UPDATE: Judiciary Committee 'Suprised' by Minority Move, Plans to 'Continue to Consider' Matter...
By Brad Friedman on 11/6/2007, 3:25pm PT  

Wasn't able to follow things live, as David Swanson did, so still trying to unravel what specifically happened today on the floor of the U.S. House, where Rep. Dennis Kucinich (D-OH) used a "privileged resolution" to try and force a vote on his measure to begin Impeachment proceedings of Dick Cheney.

But as best as we can tell, and if we're reading this correctly, it seems the Republicans are playing a very interesting game of chicken here. From RAW:

Although the roll call vote had initially appeared to favor Hoyer's motion to table, Congressional Quarterly's Ed Epstein told CSPAN that Republicans had switched their votes at the last minute in an attempt to embarrass the Democratic leadership, who is not keen on seeing further action on the impeachment resolution.

"Midway through the vote, with instructions from the GOP leadership, Republicans one by one changed their votes from yes --- to kill the resolution --- to no, trying to force the chamber into a debate and an up-or-down vote on the proposal," reports the Washington Post.

And then from WaPo...

At one point there were 290 votes to table.

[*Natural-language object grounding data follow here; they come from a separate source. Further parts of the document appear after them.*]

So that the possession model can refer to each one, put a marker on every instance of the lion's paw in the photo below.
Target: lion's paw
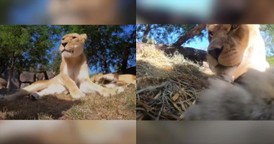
(77, 94)
(35, 96)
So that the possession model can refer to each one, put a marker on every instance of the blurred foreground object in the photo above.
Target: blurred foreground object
(68, 12)
(205, 11)
(249, 98)
(68, 132)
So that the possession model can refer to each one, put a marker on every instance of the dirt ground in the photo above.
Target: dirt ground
(62, 107)
(166, 85)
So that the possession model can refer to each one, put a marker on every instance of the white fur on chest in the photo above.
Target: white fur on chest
(78, 74)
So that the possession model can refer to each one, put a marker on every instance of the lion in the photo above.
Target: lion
(250, 99)
(114, 79)
(234, 48)
(84, 12)
(73, 76)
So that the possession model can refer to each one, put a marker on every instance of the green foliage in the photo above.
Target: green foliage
(26, 47)
(106, 45)
(35, 48)
(270, 60)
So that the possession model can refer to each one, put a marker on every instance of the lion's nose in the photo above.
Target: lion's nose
(215, 52)
(64, 44)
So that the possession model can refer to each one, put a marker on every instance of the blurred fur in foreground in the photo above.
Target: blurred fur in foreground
(68, 132)
(205, 132)
(205, 11)
(67, 12)
(250, 98)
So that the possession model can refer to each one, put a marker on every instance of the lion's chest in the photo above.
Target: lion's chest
(72, 72)
(76, 72)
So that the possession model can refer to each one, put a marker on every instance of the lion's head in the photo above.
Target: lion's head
(72, 45)
(233, 48)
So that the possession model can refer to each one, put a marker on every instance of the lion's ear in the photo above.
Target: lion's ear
(84, 36)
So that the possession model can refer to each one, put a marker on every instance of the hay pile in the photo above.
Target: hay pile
(166, 86)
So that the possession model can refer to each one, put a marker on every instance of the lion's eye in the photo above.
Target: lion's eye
(210, 34)
(234, 26)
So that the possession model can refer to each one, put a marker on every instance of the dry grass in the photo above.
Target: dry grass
(62, 107)
(167, 86)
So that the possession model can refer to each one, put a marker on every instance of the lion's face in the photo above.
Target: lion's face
(227, 44)
(72, 45)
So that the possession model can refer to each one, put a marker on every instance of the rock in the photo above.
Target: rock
(40, 76)
(27, 77)
(24, 85)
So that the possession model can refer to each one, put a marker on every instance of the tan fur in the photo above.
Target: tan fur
(118, 79)
(73, 77)
(83, 11)
(242, 48)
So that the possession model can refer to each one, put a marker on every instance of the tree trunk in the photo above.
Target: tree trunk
(10, 71)
(190, 34)
(145, 37)
(125, 59)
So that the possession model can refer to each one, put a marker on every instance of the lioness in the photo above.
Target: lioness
(74, 75)
(116, 79)
(233, 48)
(84, 11)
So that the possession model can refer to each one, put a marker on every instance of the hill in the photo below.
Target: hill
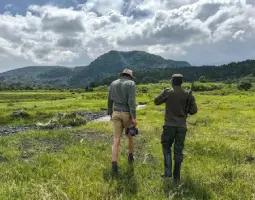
(116, 61)
(28, 71)
(105, 65)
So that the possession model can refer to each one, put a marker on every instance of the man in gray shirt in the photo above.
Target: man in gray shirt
(122, 109)
(178, 104)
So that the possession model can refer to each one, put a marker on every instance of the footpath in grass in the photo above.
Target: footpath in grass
(75, 163)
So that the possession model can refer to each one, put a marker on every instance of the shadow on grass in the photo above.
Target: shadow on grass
(126, 180)
(186, 189)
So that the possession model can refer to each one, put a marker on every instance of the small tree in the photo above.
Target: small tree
(202, 79)
(244, 85)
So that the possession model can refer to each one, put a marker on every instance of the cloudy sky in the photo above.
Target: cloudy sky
(75, 32)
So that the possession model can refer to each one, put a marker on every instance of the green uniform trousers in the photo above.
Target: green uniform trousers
(176, 136)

After the turnaround, the final vote was 251-162 against tabling, with 165 Republicans voting against it.
...
Democrats countered by offering a motion to refer the proposal to the House Judiciary Committee for further study, effectively preventing a debate on the House floor. That motion passed by a largely party-line vote of 218-194.

So, in trying to summarize: While the Democratic House Leadership had initially tried to table Kucinich's resolution to Impeach Dick Cheney, the Republicans voted against that, presumably after making some sort of calculation (an incorrect one, in our opinion, but it's just our opinion) that a debate on whether he should be Impeached would somehow benefit Republicans. They would seem to share that calculation with the Democratic House leadership.

The effort to table discussion of the matter thus failed. But Hoyer's next attempt to dispatch with the measure (for the moment) was his call for a vote to send the matter to Committee for further consideration, instead of debating it on the floor of the House.

Which, if we've got our analytics correct here, means the ball gets tossed over to HJC Chairman, John Conyers for now...

UPDATE: Statement just in from a U.S. House Judiciary Committee spokeswoman, in response to the referal of the Impeachment resolution to the committee...

"The Committee has a very busy agenda - over the next two weeks, we hope to pass a FISA bill, to vote on contempt of Congress citations, pass legislation on prisoner re-entry, court security and a variety of other very important items. We were surprised that the minority was so ready to move forward with consideration of a matter of such complexity as impeaching the Vice President. The Chairman will discuss today's vote with the Committee members but it would seem evident that the committee staff should continue to consider, as a preliminary matter, the many abuses of this Administration, including the Vice President."